Он едва мог узнать начальника Каменногорского управления в чумазом дикаре с бутылкой в руках.
Поляков выглянул в иллюминатор.
– Да, кажется, Буров, – подтвердил он.
– Что он делает? – Косыгин прищурился.
– Не-е-ефть! – надрывался Григорий Александрович и снова взмахнул бутылкой, а потом, повинуясь вдохновению, откупорил ее и вылил себе на голову. Черная жижа потекла по его лицу, полилась за ворот, а на лице Бурова засияла широчайшая улыбка.
– Это нефть! – воскликнул Косыгин. – Нефть пошла! Как они и обещали – еще до нашего отлета.
В этот самый миг самолет оторвался от земли. Буров в автомобиле начал уменьшаться, как будто превращался в игрушку.
– Товарищ Поляков, скажите, пожалуйста, пилоту, чтобы он сделал круг над аэродромом, – попросил Косыгин. – Нужно показать Бурову, что мы поняли его послание.
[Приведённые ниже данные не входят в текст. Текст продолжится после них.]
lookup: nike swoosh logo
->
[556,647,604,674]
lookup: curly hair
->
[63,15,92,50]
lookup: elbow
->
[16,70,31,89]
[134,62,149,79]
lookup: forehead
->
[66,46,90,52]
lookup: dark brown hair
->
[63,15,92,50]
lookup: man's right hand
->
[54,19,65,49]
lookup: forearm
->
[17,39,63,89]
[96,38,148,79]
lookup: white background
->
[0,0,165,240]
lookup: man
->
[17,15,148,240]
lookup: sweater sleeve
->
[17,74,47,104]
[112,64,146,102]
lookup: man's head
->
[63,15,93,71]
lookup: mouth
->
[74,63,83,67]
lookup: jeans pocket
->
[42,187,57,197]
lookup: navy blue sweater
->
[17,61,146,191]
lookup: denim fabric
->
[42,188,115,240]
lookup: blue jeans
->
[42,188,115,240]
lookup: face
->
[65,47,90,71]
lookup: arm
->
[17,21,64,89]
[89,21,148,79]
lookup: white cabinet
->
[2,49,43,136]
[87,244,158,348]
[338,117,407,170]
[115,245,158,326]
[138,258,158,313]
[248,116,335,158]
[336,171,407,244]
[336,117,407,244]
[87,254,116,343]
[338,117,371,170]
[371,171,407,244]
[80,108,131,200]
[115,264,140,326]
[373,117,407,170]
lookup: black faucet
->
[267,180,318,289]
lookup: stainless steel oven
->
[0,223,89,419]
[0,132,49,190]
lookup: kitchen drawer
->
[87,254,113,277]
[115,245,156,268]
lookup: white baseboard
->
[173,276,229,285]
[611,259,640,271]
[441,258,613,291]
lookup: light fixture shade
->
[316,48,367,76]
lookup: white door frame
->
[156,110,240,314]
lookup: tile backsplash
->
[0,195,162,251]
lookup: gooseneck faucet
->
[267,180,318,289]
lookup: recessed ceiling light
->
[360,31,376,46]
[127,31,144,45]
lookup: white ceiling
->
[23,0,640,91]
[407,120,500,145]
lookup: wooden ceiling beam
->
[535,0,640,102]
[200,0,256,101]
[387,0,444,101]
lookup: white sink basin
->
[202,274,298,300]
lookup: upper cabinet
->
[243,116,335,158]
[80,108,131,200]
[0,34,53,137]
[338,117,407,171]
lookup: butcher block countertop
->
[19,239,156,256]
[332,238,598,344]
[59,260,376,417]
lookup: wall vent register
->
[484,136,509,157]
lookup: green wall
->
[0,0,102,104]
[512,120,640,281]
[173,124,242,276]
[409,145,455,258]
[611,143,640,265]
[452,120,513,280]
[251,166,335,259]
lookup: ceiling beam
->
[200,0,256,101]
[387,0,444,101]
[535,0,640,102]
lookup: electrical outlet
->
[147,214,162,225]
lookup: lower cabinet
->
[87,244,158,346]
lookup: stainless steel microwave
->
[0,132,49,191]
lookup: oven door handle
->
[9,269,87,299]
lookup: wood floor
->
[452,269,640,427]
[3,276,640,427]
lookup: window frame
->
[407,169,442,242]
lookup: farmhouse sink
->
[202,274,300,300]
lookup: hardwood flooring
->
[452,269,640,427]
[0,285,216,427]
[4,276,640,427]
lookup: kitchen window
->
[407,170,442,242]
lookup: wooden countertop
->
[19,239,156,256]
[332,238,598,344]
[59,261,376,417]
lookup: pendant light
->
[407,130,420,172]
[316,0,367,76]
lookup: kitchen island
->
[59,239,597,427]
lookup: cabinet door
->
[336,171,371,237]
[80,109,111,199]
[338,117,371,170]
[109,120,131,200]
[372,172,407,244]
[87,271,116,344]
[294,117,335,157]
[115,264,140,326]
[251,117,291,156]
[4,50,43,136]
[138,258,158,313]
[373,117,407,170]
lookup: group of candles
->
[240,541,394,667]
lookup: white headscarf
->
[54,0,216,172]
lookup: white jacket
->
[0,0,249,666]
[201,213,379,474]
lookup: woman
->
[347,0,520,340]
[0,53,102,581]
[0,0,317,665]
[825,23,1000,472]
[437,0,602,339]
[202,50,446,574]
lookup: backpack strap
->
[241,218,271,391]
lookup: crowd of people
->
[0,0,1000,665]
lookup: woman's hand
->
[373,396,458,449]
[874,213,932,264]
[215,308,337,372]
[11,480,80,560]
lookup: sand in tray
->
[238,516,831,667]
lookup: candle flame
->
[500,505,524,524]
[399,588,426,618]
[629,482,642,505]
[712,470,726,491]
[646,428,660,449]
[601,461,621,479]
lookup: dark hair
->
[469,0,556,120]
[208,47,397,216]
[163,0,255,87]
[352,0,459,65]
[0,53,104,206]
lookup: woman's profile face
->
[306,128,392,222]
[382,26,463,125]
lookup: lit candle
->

Он откинулся на спинку сиденья с удовлетворенной улыбкой. Теперь все было правильно. И хотя не было никакой заслуги Косыгина в том, что нефть пошла именно в этот момент, – и он, как человек разумный, вполне отдавал себе в этом отчет, – все же он не мог избавиться от странного чувства: ему казалось, что есть и его вклад. Не зря он работал, составлял и отстаивал пятилетний план, выдвигал идеи реорганизации производственного процесса, не зря летает по всей стране и беседует с рабочими, совещается с руководителями… Не зря партия руководит страной. Коммунист и передовик производства дал слово партийному руководству – и вот, пожалуйста, нефть пошла.
О чем там говорил Векавищев? Стройматериалы. Да. В первую очередь – улучшить условия проживания нефтяников Сибири. В Москве Косыгин будет через несколько дней и первым делом озаботится этой проблемой.